Floodplain harvesting is a major threat to the health of rivers and wetlands. It involves landholders building earthworks and dams to divert water running across the land away from natural waterways and into private dams for irrigation use. There has been a huge increase in the number and volume of private water storages in the past decades. The practice of floodplain harvesting may be illegal, but there has been no serious enforcement. 

The NSW Government is currently seeking to regulate floodplain harvesting by issuing a new type of licence to legalise the practice. While there should certainly be regulation of this area, there is great concern that an unsustainable amount of water will be allocated in these new licences, the regulations will allow up to 500% of an allocation to be taken in one year, and there are no guaranteed targets for downstream flows.

Floodplain harvesting diverts a huge volume of water away from our rivers into private dams, and handing out new licences without proper safeguards, sustainable limits and guaranteed downstream targets will be repeating the mistake of overallocation of water that has already damaged the Murray-Darling Basin.  

Many of our wetlands, floodplain environments, and lakes, and all the animals and plants they support, rely on regular flood events.  To allow irrigators to take up to 500% of a licence allocation in a single year is a recipe for disaster and will see important floodwaters stolen from the environment and downstream communities.  

The Darling-Baaka River is like the trunk of a huge tree. The tributary rivers of the Darling-Baaka are like the branches. They are where the Darling-Baaka gets it water from, like a tree receives its energy through its branches. 

Because the branch tributaries of the Daarling-Baaka span from the from the Paroo in the west all the way around to the Macquarie-Wambuul in the South East, the Darling Baaka is used to getting flows all year around. The Western and Northern tributary rivers are fed by summer monsoonal rains, and the Macquarie-Wambuul catchment by winter rain. 

Floodplain harvesting is severing the branches of the Darling-Baaka, and is a major reason why the mighty river dying from the bottom up.  

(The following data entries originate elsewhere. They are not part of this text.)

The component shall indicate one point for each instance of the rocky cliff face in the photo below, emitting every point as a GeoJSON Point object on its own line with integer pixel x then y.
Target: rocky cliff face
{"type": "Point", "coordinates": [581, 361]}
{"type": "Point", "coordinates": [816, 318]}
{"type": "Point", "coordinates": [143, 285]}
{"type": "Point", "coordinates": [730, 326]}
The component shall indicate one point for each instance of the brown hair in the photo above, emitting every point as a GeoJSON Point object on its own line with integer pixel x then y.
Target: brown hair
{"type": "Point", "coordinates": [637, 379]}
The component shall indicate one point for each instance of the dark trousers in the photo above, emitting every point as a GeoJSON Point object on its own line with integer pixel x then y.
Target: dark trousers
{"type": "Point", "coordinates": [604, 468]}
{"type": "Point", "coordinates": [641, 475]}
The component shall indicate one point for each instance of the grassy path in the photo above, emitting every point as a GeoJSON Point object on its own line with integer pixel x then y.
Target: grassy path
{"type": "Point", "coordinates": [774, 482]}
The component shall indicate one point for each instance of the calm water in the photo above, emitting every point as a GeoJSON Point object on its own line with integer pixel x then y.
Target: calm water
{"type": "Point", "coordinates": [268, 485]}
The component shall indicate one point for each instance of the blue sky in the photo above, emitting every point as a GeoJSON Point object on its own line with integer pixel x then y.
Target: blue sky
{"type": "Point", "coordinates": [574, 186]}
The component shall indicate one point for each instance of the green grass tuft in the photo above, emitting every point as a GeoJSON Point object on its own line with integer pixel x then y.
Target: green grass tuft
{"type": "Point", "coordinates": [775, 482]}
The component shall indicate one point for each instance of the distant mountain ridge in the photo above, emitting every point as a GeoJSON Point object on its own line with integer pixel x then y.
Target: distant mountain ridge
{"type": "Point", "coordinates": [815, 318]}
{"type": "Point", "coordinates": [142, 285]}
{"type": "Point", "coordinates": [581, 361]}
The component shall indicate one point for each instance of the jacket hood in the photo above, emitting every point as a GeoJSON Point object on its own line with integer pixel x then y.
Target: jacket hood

Floodplain harvesting does most of its damage by stopping the medium sized floods and large local rain events that would normally pulse through the tributary rivers and into the Darling-Baaka in between big flood events. 

The practice of floodplain harvesting has taken off since the mid-nineties, with reports showing growth by almost two and a half times. This growth correlates with the demise of the ecological condition of the Darling-Baaka. The 2019 Natural Resources Commission review of the Barwon-Darling water sharing plan called the Darling-Baaka an ‘ecosystem in crisis’, and pointed to the need for floodplain harvesting to be meaningfully reigned in.  

Floodplain harvesting is most likely not legal. Lawyers from the NSW Department of Industry, Planning and Environment provided the Water Minister with advice saying that on the balance of probabilities, taking water without an access licence would not be lawful.  

Floodplain harvesting takes water from the first flows after a drought, denying the environment and First Nations Peoples’ right to water downstream, which is in contradiction to the priorities of the Water Management Act and the Murray Darling Basin Plan.  

The NSW government know they have to licence floodplain harvesting, however instead of reducing the level of take the proposed regulations will be locking in and legitimising the current significant volumes taken.  

The irrigation industry has grown very large, wealthy and influential off this free harvest of floodplain water – while the environment and downstream communities have been in sharp decline, that will end in complete destruction if floodplain harvesting is not radically reduced.  

There must be an assessment done of the cumulative environmental impact floodplain harvesting has had over the last thirty years, so that we know the real cost of floodplain harvesting.